The recipients who were drawn from 22 American states, the District of Columbia, and Puerto Rico will each receive a $50,000 cash award.
This is yet another addition to the many awards Njideka Akunyili Crosby has won in her career.
The daughter of the heroic Nigerian drug czar Dr. Dora Akunyili, Ms. Crosby has received several recognitions and awards for her art, ranging from being recognised as one of Foreign Policy’s Leading 100 Global Thinkers of 2015, listed as one of 2016’s Financial Times Women of the Year, being selected for the 2017 MacArthur Fellows Program and making the 2019 TIME 100 Next list.
Njideka Akunyili Crosby also holds the record for the most expensive artwork ever sold by a Nigerian and the fourth most expensive by an African.
She earned that accolade in 2018 when her work Bush Babies (2017) sold for $3.4 million at Sotheby’s New York.
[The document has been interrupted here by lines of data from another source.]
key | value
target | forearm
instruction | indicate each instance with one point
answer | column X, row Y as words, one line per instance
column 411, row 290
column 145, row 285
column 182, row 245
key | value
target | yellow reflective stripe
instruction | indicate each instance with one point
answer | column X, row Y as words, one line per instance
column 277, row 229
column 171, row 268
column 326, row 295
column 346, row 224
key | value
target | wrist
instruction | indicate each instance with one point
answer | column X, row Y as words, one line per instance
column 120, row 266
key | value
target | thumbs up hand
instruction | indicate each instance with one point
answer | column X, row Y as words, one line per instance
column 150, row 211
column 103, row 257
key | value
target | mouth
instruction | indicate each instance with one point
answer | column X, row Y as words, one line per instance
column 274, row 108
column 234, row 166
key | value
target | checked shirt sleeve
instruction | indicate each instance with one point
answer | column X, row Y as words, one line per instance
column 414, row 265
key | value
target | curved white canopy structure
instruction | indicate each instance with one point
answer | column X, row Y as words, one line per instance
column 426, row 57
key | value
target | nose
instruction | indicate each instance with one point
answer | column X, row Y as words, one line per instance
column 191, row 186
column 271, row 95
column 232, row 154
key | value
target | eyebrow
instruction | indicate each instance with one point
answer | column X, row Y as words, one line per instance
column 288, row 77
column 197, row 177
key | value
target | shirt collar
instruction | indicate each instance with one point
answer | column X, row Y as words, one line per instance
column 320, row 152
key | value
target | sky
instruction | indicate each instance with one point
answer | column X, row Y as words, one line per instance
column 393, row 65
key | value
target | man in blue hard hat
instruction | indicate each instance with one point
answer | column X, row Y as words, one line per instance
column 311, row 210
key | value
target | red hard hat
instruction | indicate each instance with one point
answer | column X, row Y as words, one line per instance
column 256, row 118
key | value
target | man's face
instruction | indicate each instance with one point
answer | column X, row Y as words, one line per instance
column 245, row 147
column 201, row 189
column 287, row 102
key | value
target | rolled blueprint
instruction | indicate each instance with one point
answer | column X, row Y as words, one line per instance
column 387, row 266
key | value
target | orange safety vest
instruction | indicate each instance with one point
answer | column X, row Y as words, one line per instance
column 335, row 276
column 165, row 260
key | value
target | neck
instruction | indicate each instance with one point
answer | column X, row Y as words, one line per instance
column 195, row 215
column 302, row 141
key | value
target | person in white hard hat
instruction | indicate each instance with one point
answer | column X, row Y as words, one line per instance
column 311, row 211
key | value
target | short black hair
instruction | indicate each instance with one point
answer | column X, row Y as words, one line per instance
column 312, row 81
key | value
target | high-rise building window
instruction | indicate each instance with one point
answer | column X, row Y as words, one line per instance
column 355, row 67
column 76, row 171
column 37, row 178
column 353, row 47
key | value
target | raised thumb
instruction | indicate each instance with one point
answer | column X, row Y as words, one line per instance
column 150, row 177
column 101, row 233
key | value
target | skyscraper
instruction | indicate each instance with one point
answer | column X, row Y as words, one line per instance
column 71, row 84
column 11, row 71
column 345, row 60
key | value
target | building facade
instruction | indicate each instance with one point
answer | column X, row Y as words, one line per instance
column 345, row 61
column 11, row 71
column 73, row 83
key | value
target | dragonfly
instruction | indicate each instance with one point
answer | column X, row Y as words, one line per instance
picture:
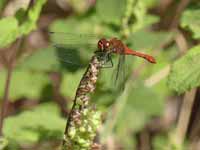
column 104, row 49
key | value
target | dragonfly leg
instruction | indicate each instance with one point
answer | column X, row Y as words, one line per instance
column 110, row 64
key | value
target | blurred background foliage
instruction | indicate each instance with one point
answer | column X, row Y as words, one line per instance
column 42, row 79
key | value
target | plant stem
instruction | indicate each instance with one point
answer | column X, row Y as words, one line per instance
column 4, row 105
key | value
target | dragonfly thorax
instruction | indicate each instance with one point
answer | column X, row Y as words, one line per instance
column 104, row 45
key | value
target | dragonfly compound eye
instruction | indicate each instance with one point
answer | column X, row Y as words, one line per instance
column 103, row 44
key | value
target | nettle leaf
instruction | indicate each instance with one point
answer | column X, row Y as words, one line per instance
column 12, row 28
column 185, row 72
column 9, row 31
column 30, row 23
column 111, row 11
column 24, row 84
column 132, row 110
column 43, row 122
column 191, row 20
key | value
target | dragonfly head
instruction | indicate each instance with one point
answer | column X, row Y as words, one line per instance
column 103, row 45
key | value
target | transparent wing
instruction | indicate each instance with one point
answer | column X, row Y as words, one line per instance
column 74, row 40
column 120, row 74
column 73, row 49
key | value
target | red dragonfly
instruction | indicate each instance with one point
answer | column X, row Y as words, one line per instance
column 105, row 48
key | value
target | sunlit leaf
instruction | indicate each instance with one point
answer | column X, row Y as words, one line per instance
column 30, row 23
column 111, row 11
column 24, row 84
column 9, row 31
column 185, row 72
column 191, row 20
column 29, row 126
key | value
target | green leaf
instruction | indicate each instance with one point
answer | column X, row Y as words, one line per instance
column 41, row 123
column 24, row 84
column 191, row 20
column 132, row 111
column 111, row 11
column 30, row 23
column 9, row 31
column 70, row 82
column 185, row 72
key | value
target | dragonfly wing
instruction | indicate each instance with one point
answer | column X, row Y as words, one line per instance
column 71, row 56
column 73, row 40
column 120, row 73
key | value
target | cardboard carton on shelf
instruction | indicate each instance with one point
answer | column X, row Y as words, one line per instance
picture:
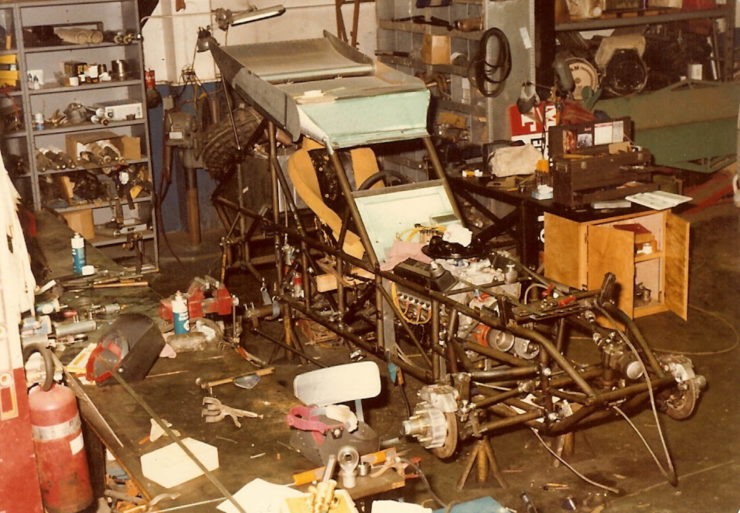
column 129, row 147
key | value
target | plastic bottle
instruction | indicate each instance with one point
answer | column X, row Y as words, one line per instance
column 78, row 253
column 180, row 315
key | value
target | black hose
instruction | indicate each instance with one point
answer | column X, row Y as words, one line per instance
column 489, row 77
column 45, row 353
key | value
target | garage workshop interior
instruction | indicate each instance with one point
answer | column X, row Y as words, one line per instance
column 369, row 256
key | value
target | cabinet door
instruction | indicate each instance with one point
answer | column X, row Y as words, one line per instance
column 611, row 250
column 677, row 265
column 564, row 261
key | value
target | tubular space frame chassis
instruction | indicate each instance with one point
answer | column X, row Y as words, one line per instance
column 550, row 377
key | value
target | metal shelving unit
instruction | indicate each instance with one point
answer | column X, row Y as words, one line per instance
column 114, row 15
column 399, row 41
column 699, row 135
column 727, row 13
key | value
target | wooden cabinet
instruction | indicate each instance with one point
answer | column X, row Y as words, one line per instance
column 647, row 251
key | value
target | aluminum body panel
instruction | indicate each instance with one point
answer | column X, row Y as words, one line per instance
column 326, row 90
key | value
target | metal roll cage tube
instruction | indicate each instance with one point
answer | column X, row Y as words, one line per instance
column 477, row 334
column 451, row 351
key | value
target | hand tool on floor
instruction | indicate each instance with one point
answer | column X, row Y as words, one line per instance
column 215, row 411
column 208, row 385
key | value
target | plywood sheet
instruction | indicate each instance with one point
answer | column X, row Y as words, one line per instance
column 611, row 250
column 677, row 265
column 563, row 244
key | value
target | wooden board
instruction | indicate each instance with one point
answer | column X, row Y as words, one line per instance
column 563, row 244
column 612, row 250
column 677, row 265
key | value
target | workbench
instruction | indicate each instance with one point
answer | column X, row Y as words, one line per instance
column 259, row 449
column 525, row 220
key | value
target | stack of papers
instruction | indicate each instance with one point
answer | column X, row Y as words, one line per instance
column 658, row 200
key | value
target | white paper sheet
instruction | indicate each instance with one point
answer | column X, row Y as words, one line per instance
column 259, row 496
column 398, row 507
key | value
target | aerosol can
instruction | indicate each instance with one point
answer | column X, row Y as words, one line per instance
column 180, row 315
column 78, row 253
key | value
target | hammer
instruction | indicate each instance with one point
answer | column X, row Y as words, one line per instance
column 207, row 385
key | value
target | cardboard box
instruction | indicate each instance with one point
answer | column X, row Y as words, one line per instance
column 436, row 49
column 130, row 147
column 81, row 222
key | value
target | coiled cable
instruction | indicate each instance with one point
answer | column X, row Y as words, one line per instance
column 489, row 77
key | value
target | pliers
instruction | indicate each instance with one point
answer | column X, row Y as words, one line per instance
column 214, row 411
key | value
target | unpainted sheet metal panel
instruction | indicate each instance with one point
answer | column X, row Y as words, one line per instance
column 333, row 94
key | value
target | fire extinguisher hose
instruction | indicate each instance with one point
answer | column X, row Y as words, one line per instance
column 171, row 434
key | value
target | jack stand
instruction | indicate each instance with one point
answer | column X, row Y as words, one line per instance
column 483, row 458
column 564, row 446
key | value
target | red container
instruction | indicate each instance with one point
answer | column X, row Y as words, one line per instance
column 60, row 450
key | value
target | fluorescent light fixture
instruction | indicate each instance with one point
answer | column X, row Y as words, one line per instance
column 254, row 14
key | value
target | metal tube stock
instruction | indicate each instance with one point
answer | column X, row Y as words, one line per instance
column 174, row 437
column 637, row 334
column 510, row 419
column 275, row 203
column 418, row 373
column 436, row 358
column 494, row 399
column 496, row 354
column 470, row 312
column 347, row 191
column 495, row 374
column 621, row 393
column 288, row 348
column 406, row 327
column 555, row 355
column 451, row 353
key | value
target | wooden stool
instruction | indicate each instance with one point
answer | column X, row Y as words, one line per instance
column 564, row 446
column 483, row 458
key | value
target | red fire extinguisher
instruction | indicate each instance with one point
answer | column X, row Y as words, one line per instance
column 60, row 450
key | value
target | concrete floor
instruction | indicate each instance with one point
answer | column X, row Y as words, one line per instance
column 704, row 448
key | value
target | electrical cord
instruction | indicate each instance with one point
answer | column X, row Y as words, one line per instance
column 670, row 472
column 640, row 436
column 425, row 481
column 717, row 316
column 571, row 468
column 489, row 77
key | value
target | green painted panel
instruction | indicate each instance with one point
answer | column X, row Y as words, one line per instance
column 371, row 119
column 682, row 124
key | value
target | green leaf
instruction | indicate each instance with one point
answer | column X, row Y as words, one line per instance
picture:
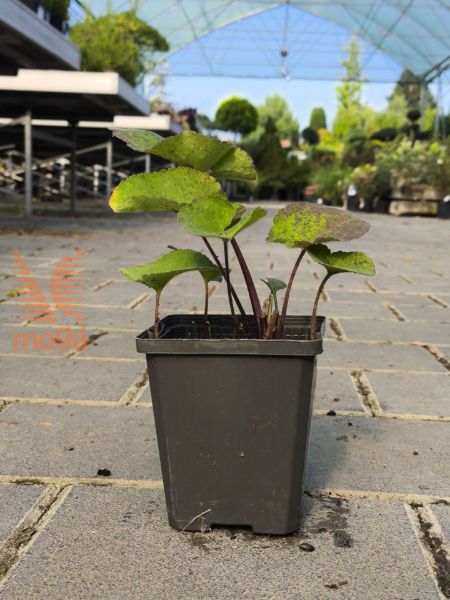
column 245, row 221
column 274, row 285
column 208, row 217
column 169, row 189
column 192, row 149
column 236, row 164
column 216, row 217
column 157, row 274
column 302, row 224
column 342, row 262
column 138, row 139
In a statement praising the artists, United States Artists president and CEO Deana Haggag said, “We are grateful for every artist whose artmaking, music, writing, and more is helping us to navigate and cope through this harrowing time in our country.
“The 2021 USA Fellows are a testament to the power of art in shaping the world around us and navigating its complexities.”
Who is Njideka Akunyili Crosby?
Njideka Akunyili Crosby was born in Enugu, Nigeria, in 1983 and currently lives and works in Los Angeles. The artist was awarded an honorary doctorate from Swarthmore College in May 2019. She is also the recipient of a 2017 MacArthur Fellowship and has received a number of awards and grants, including the Prix Canson, 2016; Next Generation honour, New Museum, 2015; Joyce Alexander Wein Artist Prize, 2015; and the James Dicke Contemporary Artist Prize, The Smithsonian American Art Museum, 2014, among others. She was an Artist in Residence at The Studio Museum in Harlem in 2011-2012. In 2019, the artist participated in the 58th Venice Biennale.
Akunyili Crosby’s work has been the subject of solo exhibitions at prominent venues internationally, including at the Modern Art Museum of Fort Worth, Texas (2018-2019); National Portrait Gallery, London (2018-2019); Baltimore Museum of Art (2017-2018); Norton Museum of Art, West Palm Beach, Florida (2016); and the Hammer Museum, Los Angeles (2015).
Work by the artist is held in significant museum collections, including the Albright-Knox Art Gallery, Buffalo, New York; Baltimore Museum of Art; Hammer Museum, Los Angeles; Los Angeles County Museum of Art; The Metropolitan Museum of Art, New York; The Museum of Contemporary Art, Los Angeles; Nasher Museum of Art, Duke University, Durham, North Carolina; Norton Museum of Art, West Palm Beach, Florida; Pennsylvania Academy of the Fine Arts, Philadelphia; Pérez Art Museum, Miami; San Francisco Museum of Modern Art; National Museum of African Arts, Washington, DC; The Studio Museum in Harlem, New York; Tate Modern, London; Whitney Museum of American Art, New York; Yale University Art Gallery, New Haven, Connecticut; and Zeitz Museum of Contemporary Art Africa, Cape Town.